Jessica Pollard, PhD, STEP's clinical director, says Mindmap seeks to address common myths and misunderstandings about psychotic illness. "Just being more open about it will help," she explains. "Many people do not know how common psychosis is and that it primarily affects young people."
Pollard underscores the importance of early detection, the primary goal of Mindmap. "When I've worked with people immediately after onset," she reflects, "I have seen firsthand how much more we can do for patients and just what a positive impact early intervention has."
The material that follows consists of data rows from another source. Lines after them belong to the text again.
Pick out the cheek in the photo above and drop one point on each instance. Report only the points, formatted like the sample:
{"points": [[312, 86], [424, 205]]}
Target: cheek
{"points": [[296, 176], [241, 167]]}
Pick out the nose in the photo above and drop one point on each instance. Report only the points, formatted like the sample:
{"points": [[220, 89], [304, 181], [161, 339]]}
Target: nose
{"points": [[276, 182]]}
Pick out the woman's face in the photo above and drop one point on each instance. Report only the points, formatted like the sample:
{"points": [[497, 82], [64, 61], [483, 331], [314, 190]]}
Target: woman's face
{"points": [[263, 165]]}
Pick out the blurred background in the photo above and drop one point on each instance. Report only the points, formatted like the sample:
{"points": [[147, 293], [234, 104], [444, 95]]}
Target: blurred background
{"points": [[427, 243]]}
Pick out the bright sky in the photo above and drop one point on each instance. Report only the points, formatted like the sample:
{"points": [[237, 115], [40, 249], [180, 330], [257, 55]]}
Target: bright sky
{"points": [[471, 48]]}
To qualify for STEP care, patients must be within three years of their first episode of psychosis, often called the "first break." They must be 16-35 years of age and live in one of eight towns: New Haven, North Haven, East Haven, West Haven, Hamden, Bethany, Woodbridge, and Orange. Eligible patients will receive care for two years at no cost to them, regardless of insurance. Individuals who are considered "high risk" for psychosis but have not yet experienced their first break will be referred to the PRIME Clinic at CMHC.
Srihari says the eight-town region is based on two considerations: reasonable length of travel for patients, and what it takes to cover a geographical area using a targeted media campaign.
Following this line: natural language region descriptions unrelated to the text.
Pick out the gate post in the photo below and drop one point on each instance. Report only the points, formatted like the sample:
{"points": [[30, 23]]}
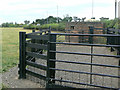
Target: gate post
{"points": [[118, 53], [51, 64], [91, 31], [22, 57], [33, 49]]}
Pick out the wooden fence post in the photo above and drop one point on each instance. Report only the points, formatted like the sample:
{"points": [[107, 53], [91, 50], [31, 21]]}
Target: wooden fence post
{"points": [[51, 64], [22, 57]]}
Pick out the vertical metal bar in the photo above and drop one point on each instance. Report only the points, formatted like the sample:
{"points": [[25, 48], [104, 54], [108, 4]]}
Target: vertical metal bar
{"points": [[91, 31], [118, 53], [82, 36], [69, 37], [48, 63], [79, 37], [51, 55], [33, 49], [22, 57]]}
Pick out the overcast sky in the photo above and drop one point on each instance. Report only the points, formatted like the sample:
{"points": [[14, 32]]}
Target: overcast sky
{"points": [[20, 10]]}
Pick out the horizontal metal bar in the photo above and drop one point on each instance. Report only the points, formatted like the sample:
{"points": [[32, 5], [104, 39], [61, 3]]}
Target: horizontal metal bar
{"points": [[40, 66], [86, 44], [36, 55], [35, 74], [101, 35], [62, 86], [117, 56], [28, 40], [38, 46], [86, 73], [39, 37], [85, 63], [100, 28], [42, 31], [82, 83]]}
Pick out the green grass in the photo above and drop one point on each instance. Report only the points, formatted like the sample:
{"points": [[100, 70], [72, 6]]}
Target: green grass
{"points": [[10, 47]]}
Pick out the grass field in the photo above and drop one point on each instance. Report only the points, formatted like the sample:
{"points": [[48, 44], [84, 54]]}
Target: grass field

"The new Mindmap campaign is an exciting tool that can be used to reach people in the appropriate towns that will be served by this project," says DMHAS Commissioner Pat Rehmer. "Intervening early in psychosis can be an important part of positive outcomes. This campaign will provide information to young adults and their families about options available to support behavioral health."
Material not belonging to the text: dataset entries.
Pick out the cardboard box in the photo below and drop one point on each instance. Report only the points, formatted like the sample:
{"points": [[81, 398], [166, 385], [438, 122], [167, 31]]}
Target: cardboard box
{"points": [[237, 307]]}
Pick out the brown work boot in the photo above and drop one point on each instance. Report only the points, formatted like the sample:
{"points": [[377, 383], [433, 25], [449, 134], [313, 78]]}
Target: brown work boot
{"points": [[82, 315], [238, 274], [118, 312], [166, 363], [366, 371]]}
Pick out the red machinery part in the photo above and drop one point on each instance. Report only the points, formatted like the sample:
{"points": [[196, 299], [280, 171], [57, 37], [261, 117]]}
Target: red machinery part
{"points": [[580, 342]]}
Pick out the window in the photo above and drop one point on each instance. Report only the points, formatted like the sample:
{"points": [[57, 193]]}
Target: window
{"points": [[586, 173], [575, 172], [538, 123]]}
Researchers want to know whether Mindmap makes a difference in reaching patients early in the course of illness. Supported by a grant from the National Institutes of Health (NIH), Dr. Srihari and fellow Yale investigators will study the effectiveness of Mindmap in Greater New Haven while co-investigators at the Massachusetts Mental Health Center’s PREP Clinic, Larry Seidman, PhD and Matchari Keshavan, MD, run the study's control site. The two groups meet regularly to ensure that assessments at both sites are equal; the design of the study is published here.
Past research at STEP
From 2006-2013, STEP operated as a pilot clinic at CMHC with support from the Connecticut Department of Mental Health & Addiction Services. The idea was to test empirically based, international standards of care in a public mental health setting in the United States. While clinical teams in other countries offer intensive outreach and community-based treatment—sending clinicians to clients' homes, for example—STEP at CMHC would attempt to provide the same quality of care more affordably, from their offices at the mental health center and with higher patient-provider ratios. The results of this study, funded by the Donaghue Foundation and the NIH, demonstrated that STEP care works (in press, Psychiatric Services). When compared to people receiving "usual care" in the community, STEP patients spent less time in the hospital and were significantly more likely to return to school or work. (Click here and here to learn more about the roots of STEP at CMHC.)
The new frontier
Mindmap extends the work of STEP by focusing on early detection and improved access to care. This is the next frontier in the treatment of psychotic illness. Success will mean dramatically improving the lives of many young people and their families.
"The experience of a young person with psychosis, when the world begins to change around them and they no longer feel safe, is challenging at the best of times and terrifying at the worst," Dr. Srihari reflects. "There is a lot we can do to make this journey easier that it is now."
"We need a system of care that reflects what we would all want to happen if that young person was our own child."